What's more strange is, when using egl-headless, the remote-viewer (which uses spice) works fine.

coxuintel commented 4 years ago

Have you tried to re-compile QEMU with latest spice stack? Most segfaults from app result from a mis-matched library.

cristatus commented 4 years ago

On Arch Linux, most of the time QEMU and spice are the latest releases only.

My current QEMU, spice and virt-viewer versions are:

coxuintel commented 4 years ago

Yes Arch is rolling release distro. Btw, if you keep all QEMU parameters but replace gvt-g to -vga qxl, will QEMU still crash?

cristatus commented 3 years ago

Yes Arch is rolling release distro. Btw, if you keep all QEMU parameters but replace gvt-g to -vga qxl, will QEMU still crash?

No. Issue happens with gvt-g only and that too with the virt-viewer (-display spice-app,gl=on). Works fine with -display gtk,gl=on.

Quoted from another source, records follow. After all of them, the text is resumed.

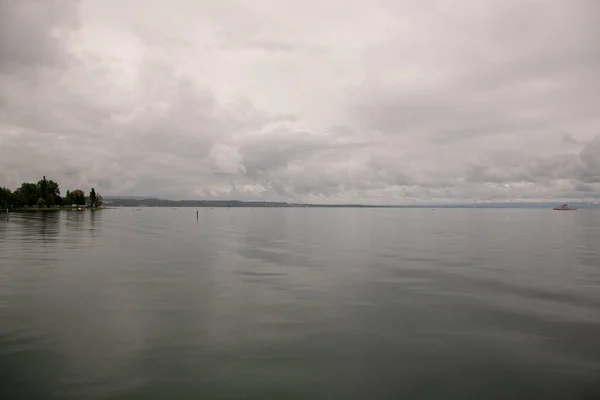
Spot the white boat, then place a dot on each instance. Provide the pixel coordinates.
(565, 207)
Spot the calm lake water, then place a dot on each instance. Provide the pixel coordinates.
(300, 304)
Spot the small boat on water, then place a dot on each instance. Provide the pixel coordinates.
(565, 207)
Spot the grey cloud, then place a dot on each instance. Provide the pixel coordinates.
(32, 32)
(390, 101)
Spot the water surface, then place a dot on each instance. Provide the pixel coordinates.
(300, 304)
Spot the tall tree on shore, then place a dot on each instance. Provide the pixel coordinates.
(6, 197)
(43, 184)
(93, 198)
(29, 193)
(78, 197)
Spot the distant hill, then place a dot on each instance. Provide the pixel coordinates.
(135, 201)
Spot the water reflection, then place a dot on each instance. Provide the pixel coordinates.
(299, 303)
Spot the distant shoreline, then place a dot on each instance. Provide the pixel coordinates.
(151, 202)
(52, 209)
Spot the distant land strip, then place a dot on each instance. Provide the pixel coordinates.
(153, 202)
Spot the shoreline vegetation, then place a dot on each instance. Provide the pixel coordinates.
(137, 202)
(45, 196)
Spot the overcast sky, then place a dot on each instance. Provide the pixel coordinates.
(379, 101)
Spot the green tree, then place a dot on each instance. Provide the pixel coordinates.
(43, 185)
(78, 197)
(6, 198)
(49, 191)
(29, 193)
(93, 198)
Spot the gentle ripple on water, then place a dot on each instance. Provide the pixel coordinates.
(300, 303)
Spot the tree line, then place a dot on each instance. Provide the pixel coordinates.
(46, 193)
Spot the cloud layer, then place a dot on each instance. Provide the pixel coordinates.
(321, 101)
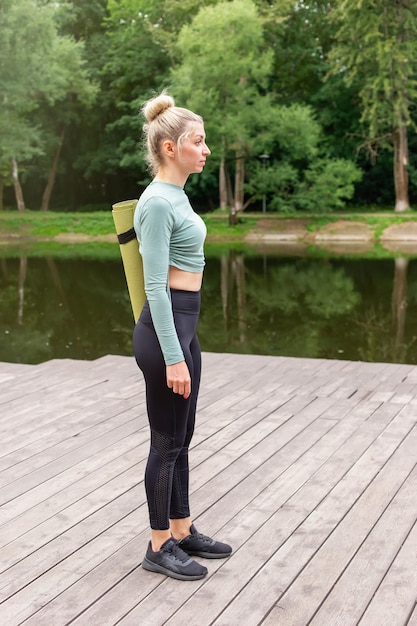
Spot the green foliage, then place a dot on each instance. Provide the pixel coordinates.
(377, 49)
(328, 184)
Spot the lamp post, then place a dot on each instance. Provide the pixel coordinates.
(264, 158)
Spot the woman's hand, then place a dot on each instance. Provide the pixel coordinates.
(178, 378)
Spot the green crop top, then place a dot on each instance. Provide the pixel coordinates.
(169, 233)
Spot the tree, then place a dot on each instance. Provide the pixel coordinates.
(46, 69)
(376, 49)
(223, 75)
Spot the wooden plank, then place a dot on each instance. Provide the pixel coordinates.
(295, 605)
(306, 466)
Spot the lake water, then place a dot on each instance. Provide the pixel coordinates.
(71, 306)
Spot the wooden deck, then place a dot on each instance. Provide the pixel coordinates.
(307, 467)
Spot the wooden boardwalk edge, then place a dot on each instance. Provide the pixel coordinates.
(308, 467)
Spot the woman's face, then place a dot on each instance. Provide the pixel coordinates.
(193, 151)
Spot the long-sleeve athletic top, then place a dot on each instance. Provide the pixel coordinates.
(169, 233)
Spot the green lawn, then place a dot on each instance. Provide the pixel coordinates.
(44, 225)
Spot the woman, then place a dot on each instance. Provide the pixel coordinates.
(171, 237)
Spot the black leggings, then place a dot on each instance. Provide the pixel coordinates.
(171, 417)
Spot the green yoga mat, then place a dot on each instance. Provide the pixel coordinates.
(132, 261)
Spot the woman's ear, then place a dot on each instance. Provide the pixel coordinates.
(168, 148)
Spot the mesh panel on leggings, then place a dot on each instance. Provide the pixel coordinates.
(159, 472)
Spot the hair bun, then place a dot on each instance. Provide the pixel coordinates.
(156, 106)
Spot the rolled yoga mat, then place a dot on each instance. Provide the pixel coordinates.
(123, 213)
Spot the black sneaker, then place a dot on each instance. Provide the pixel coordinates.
(197, 544)
(172, 561)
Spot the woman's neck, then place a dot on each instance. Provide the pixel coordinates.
(171, 176)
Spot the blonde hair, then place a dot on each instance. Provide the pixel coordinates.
(164, 120)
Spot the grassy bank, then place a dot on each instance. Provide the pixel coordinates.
(48, 225)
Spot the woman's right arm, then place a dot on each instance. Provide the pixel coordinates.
(156, 224)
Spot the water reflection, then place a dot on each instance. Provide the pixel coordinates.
(294, 306)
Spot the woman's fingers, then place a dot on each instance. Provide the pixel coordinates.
(178, 378)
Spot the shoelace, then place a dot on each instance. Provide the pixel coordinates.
(177, 552)
(203, 538)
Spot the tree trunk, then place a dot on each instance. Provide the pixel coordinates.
(17, 187)
(236, 206)
(222, 185)
(52, 174)
(239, 180)
(402, 202)
(21, 289)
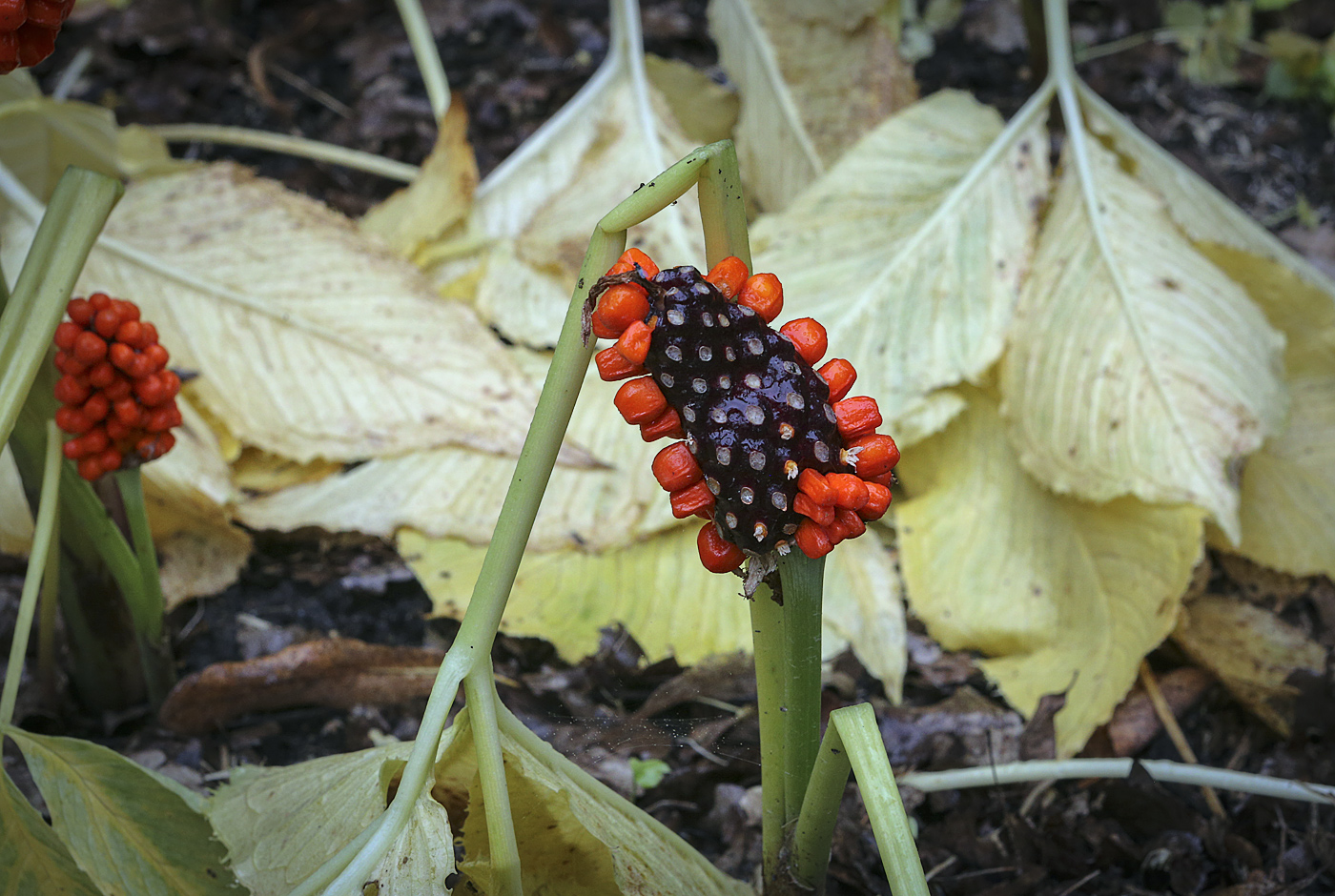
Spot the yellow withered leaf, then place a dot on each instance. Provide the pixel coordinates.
(309, 339)
(1135, 365)
(914, 247)
(813, 77)
(1058, 593)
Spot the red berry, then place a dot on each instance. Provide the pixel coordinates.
(67, 333)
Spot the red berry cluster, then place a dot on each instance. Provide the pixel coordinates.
(117, 397)
(29, 31)
(773, 453)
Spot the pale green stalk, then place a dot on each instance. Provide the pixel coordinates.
(344, 872)
(426, 55)
(480, 688)
(43, 541)
(287, 144)
(1083, 768)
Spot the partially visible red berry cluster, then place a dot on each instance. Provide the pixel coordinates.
(117, 396)
(29, 31)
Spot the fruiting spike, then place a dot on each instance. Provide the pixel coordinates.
(764, 295)
(808, 336)
(717, 556)
(729, 275)
(691, 499)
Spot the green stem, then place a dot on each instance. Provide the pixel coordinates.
(881, 798)
(427, 56)
(770, 689)
(42, 543)
(287, 144)
(481, 690)
(500, 566)
(801, 580)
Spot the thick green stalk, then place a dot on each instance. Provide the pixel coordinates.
(480, 688)
(344, 872)
(770, 692)
(801, 579)
(42, 543)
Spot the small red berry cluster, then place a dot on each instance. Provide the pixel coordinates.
(117, 397)
(29, 31)
(771, 452)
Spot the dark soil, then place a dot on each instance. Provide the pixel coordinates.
(340, 71)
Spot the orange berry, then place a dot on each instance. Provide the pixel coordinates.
(633, 342)
(816, 488)
(716, 553)
(107, 322)
(67, 333)
(89, 349)
(823, 515)
(877, 456)
(811, 540)
(838, 376)
(691, 499)
(640, 400)
(613, 365)
(764, 295)
(667, 425)
(729, 275)
(877, 502)
(618, 307)
(808, 336)
(676, 468)
(850, 492)
(851, 522)
(856, 417)
(102, 374)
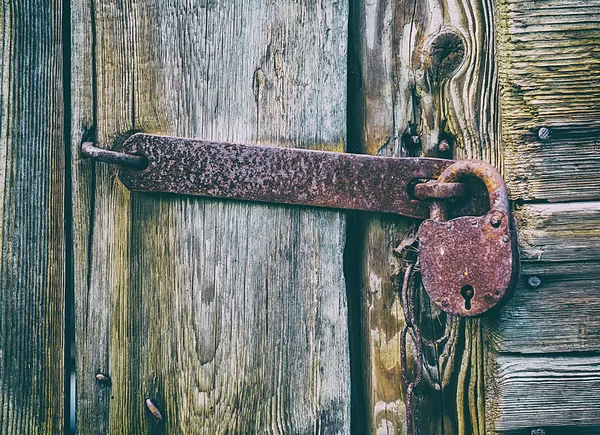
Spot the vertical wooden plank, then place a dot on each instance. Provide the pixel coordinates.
(427, 73)
(32, 238)
(230, 317)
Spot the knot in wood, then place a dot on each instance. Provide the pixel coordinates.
(444, 54)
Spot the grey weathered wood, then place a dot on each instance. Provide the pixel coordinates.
(231, 317)
(560, 246)
(550, 77)
(544, 391)
(430, 64)
(32, 236)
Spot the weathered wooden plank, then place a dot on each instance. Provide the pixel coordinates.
(561, 313)
(230, 317)
(550, 77)
(32, 236)
(427, 70)
(542, 391)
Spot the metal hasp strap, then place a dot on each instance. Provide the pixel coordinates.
(279, 175)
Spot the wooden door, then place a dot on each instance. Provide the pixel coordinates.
(229, 317)
(515, 83)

Strange thing is that, if I use egl-headless with spice (-display egl-headless,rendernode=/dev/dri/by-path/pci-0000:00:02.0-render), virt-viewer is working fine (but performance is poor).

BTW, I just tried compiling QEMU from git master and I am seeing the same issue.